Creates multilayer perceptron model.

Name Type Range Description
inHiddenLayers IntegerArray* Internal structure of MLP network
inActivationFunction ActivationFunction Type of activation function used to calculate neural response
inPreprocessing MlpPreprocessing Method of processing input data before learning
inRandomSeed Integer* 0 - Number used as starting random seed
inInputCount Integer 1 - MLP network input count
inOutputCount Integer 1 - MLP network output count
outMlpModel MlpModel Initialized MlpModel

Description

Filter initializes and sets structure of the MlpModel.

Image: Internal structure of MlpModel. Function f denotes the inActivationFunction.

Parameter inHiddenLayers represents number of neurons in consecutive hidden layers.

The parameter inActivationFunction is a function used to calculate internal neuron activation.
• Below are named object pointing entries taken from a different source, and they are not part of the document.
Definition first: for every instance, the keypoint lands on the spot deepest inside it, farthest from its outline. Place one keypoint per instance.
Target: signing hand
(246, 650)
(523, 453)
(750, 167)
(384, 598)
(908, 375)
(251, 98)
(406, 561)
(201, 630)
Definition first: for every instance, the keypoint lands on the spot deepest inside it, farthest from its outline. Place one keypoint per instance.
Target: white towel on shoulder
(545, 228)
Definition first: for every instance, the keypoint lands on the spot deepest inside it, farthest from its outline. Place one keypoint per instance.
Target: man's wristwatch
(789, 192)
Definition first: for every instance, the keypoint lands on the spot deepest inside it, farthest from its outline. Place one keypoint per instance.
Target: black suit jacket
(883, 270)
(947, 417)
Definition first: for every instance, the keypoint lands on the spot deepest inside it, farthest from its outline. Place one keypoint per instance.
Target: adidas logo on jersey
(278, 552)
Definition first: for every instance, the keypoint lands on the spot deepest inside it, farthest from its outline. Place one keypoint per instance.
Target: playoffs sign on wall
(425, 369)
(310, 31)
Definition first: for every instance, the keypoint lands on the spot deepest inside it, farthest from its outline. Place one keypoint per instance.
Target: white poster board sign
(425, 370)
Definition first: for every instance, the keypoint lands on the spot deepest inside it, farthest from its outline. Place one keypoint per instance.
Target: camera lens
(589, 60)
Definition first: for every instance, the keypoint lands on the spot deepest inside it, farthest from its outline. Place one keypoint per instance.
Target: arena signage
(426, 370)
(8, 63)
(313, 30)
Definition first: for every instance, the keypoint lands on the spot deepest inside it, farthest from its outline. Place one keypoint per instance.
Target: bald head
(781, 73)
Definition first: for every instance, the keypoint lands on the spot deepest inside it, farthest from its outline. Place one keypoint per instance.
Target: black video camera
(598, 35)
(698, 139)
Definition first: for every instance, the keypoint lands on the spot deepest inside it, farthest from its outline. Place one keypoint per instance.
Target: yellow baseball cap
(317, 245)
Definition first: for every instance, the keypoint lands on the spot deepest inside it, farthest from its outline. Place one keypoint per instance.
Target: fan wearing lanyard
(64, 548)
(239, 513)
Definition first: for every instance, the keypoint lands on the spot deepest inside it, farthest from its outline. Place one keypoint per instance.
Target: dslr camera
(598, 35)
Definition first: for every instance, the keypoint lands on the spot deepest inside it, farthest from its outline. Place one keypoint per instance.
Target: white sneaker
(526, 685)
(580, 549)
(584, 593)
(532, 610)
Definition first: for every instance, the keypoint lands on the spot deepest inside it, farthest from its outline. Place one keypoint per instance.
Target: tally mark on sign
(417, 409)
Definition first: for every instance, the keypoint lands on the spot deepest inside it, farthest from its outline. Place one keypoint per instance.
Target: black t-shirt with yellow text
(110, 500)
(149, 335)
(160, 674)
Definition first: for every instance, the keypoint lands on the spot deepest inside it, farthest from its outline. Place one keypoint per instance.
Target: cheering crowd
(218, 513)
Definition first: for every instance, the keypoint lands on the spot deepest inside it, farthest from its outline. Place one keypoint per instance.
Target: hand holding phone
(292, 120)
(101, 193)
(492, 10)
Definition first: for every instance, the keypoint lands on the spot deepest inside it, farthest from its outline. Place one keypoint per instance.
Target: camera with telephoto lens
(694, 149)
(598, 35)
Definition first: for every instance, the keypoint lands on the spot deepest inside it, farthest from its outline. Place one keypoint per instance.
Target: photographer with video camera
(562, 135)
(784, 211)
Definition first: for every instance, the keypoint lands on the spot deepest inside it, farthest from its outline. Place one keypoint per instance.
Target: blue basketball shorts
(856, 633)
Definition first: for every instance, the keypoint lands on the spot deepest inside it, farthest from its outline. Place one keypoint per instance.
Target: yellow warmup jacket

The weights of the multilayer perceptron are initialized by a random numbers. Their values depend on inRandomSeed value.

Parameters inInputCount and inOutputCount defines network inputs and outputs count.

Complexity Level

This filter is available on Expert Complexity Level.

See Also

  • MLP_Train – Creates and trains multilayer perceptron classifier.
  • MLP_Respond – Calculates multilayer perceptron answer.